Music as a personal quest
Interview with Clara Soccini

Smiling and expansive, Clara adjusts her mesh top as she sinks into the green chair in our recording room. She is born in '99 and is very tall. She looks tiny as she dips into the green velvet lawn, straightens up and looks at me. Clara Soccini is Origami all'Alba, CrazyJ, Mare Fuori, Varese, Milano and Gen Z, Clara above all and we remembered it together when we started talking. Her look, with a destroyed-effect jumper and parachute jeans, evokes a warrior who wants to make her way in the world she desires, the world of art. But to better understand this deep love, we have to take a step back, we have to put ourselves in the streets of a small village in Lombardy, imagine a house, a warm light and two children playing. «My first memory related to music is the baby bottle I uncorked as a child and used as a microphone while being filmed by my brother.» Her dream has always been to sing, and after the first ban in 2020 she found refuge in a studio to start making music, «then one day I got a call from Ivan Silvestrini, the director of Mare Fuori, telling me he was interested in having me as one of the leads in the third season, which will be CrazyJ.» Clara does not know it yet, but her song Origami at dawn, which premiered in the final episodes of Mare Fuori season 3, has been awarded a gold record. The single, which debuted at number 5 on Spotify Italy, is holding steady on Spotify Italy's charts several weeks after its release with more than 12 million streams. The song, written by Clara herself in collaboration with Matteo Paolillo and produced by Lolloflow, is about the intentional but equally painful end of a relationship and trying to preserve the goodness of those you love. «The song is about me in every way, but it's also about CrazyJ and Mare Fuori. It was a great experience, I'll always carry it with me and it opened up so many possibilities. There's a glimmer of hope in the lyrics, this light that's also kind of the meaning of Mare Fuori, which is to never give up.»

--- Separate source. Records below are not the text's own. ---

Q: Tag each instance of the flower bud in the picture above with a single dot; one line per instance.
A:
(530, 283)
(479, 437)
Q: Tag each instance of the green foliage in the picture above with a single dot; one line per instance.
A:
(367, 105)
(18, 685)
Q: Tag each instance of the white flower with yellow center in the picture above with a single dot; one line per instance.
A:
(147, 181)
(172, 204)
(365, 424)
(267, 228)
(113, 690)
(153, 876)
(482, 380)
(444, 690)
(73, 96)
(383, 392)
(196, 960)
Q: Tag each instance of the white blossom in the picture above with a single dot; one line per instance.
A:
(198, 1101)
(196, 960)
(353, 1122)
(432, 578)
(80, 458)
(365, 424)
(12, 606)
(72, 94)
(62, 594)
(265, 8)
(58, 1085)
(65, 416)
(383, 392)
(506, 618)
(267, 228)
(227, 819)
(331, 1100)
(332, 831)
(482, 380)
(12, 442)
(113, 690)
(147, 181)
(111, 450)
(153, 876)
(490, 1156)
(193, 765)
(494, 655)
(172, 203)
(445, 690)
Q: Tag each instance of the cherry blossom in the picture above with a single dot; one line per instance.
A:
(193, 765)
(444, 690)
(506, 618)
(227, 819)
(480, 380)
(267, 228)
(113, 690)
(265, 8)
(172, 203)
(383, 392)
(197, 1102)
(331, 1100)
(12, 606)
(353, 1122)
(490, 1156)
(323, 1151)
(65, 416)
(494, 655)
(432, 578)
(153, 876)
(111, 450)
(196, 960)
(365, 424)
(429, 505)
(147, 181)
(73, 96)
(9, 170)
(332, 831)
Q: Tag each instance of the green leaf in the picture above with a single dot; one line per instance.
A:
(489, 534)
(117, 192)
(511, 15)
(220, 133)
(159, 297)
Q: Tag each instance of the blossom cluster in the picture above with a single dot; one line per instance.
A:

Before Origami all’alba was Il tempo delle mele, as the cover of the song suggests. The lyrics are inspired by Claude Pinoteau's film, an indelible icon of the 1980s that manages to describe a transitional phase from childhood to adulthood after the dictates and neon aesthetics of those years. «My personal tempo delle mele is when I was little. The carefree attitude I still have today and growing up made me approach reality differently.» A reality that, in a short space of time, got Clara thinking about the power of music and the expressiveness that this art, this medium, can bring to a generation that, above all, feels the need to express itself. «It's beautiful because I can express myself 100 per cent. I want to make people feel better understood and less alone. My music is personal because I put everything I experience into it. As difficult as it is, I also like to tell what I see from the outside, like other people's situations and stories.»